# Easiest to breed tetras



## Canoe2Can (Oct 31, 2004)

I'd like to take a crack at breeding tetras, and I'm looking for suggestions on the easiest to breed. I once had an article that listed about a half dozen of the easiest species, but I can't seem to find it now. Here are three early thoughts:

1. Splashing tetras- I know I've read they're easy to breed. Only problem is I don't think I've ever actually seen them for sale.

2. Glowlights- I've actually had them spawn on several occasions before, though I never had any hatch and survive.

3. Emperor tetras- I've also read that they are easy to breed. As a bonus, they are more colorful than the other two. 

Any other recommendations or any comments on the above possibilities? All help is appreciated.


----------



## Lupin (Nov 21, 2006)

Most of the tetra eggs you're dealing with are light-sensitive. They should not be exposed to light and should be kept in a dark place.

If you condition the parents with live foods, then you might be able to encourage them to breed though most of them require specific water conditions in order to trigger them to spawn.


----------



## A Hill (Jul 25, 2005)

http://www.plantedtank.net/forums/p...?highlight=breeding+cardinal+glowlight+tetras

MUST READ.

He had glowlights breed no problem.....

The eggs aren't very light sensative.. read the topic.

-Andrew


----------



## seastar0328 (Apr 3, 2004)

I haven't bred any tetras but I have spoken to a few people who have and most of them had the emperor tetras in common.
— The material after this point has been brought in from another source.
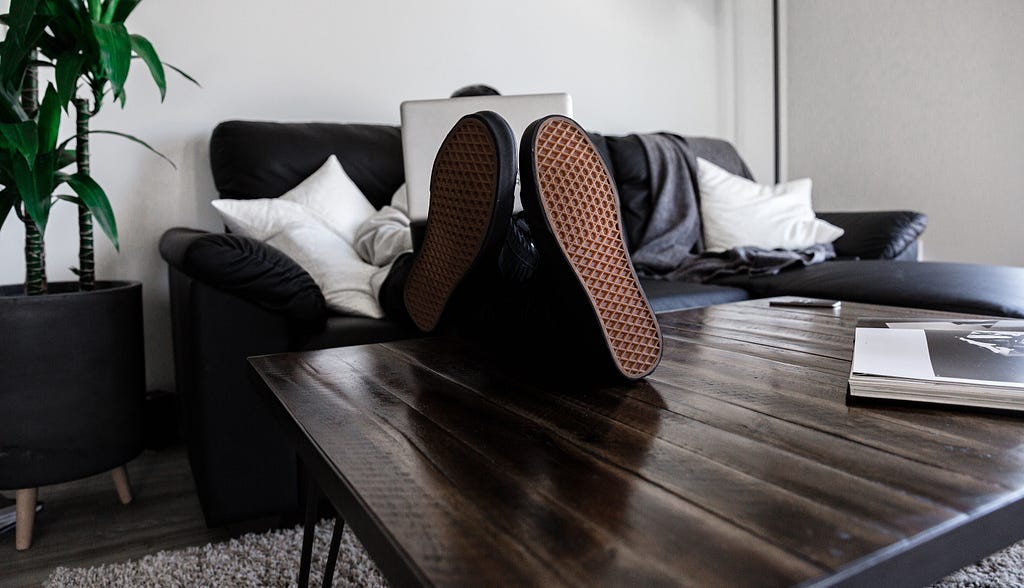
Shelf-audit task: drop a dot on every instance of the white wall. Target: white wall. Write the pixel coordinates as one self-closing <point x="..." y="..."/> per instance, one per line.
<point x="918" y="105"/>
<point x="636" y="66"/>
Good luck on your project and keep us updated!


----------



## Canoe2Can (Oct 31, 2004)

Yes, I kept up with crshadow's project. That was part of the motivation for putting glowlights on the short list. All things considered, they may be what I go with considering 1. highly available and 2. lowly priced. Anyone ever seen splashing tetras? I've read that some consider them the easiest to breed, but if so, where are they???

Any other suggested species?


----------



## chaznsc (May 1, 2006)

Fish Newb said:


> http://www.plantedtank.net/forums/p...?highlight=breeding+cardinal+glowlight+tetras
> 
> MUST READ.
> 
> ...


Looks like he says they are LS .....also found this.

Hemigrammus erythrozonus - Wikipedia, the free encyclopedia


----------



## JenThePlantGeek (Mar 27, 2006)

Are white cloud tetras technically tetras? I didn't think they were, but those are very easy to breed and very very pretty.


----------



## Canoe2Can (Oct 31, 2004)

I don't know who started calling white clouds "white cloud tetras," but they should get a knock on their door in the middle of night from the taxonomic police. Almost all the Characin species are New World fish, with a few in West Africa. White clouds are from East Asia, China I think. I don't have a reference book nearby, but I'd bet they are Cyprinids. 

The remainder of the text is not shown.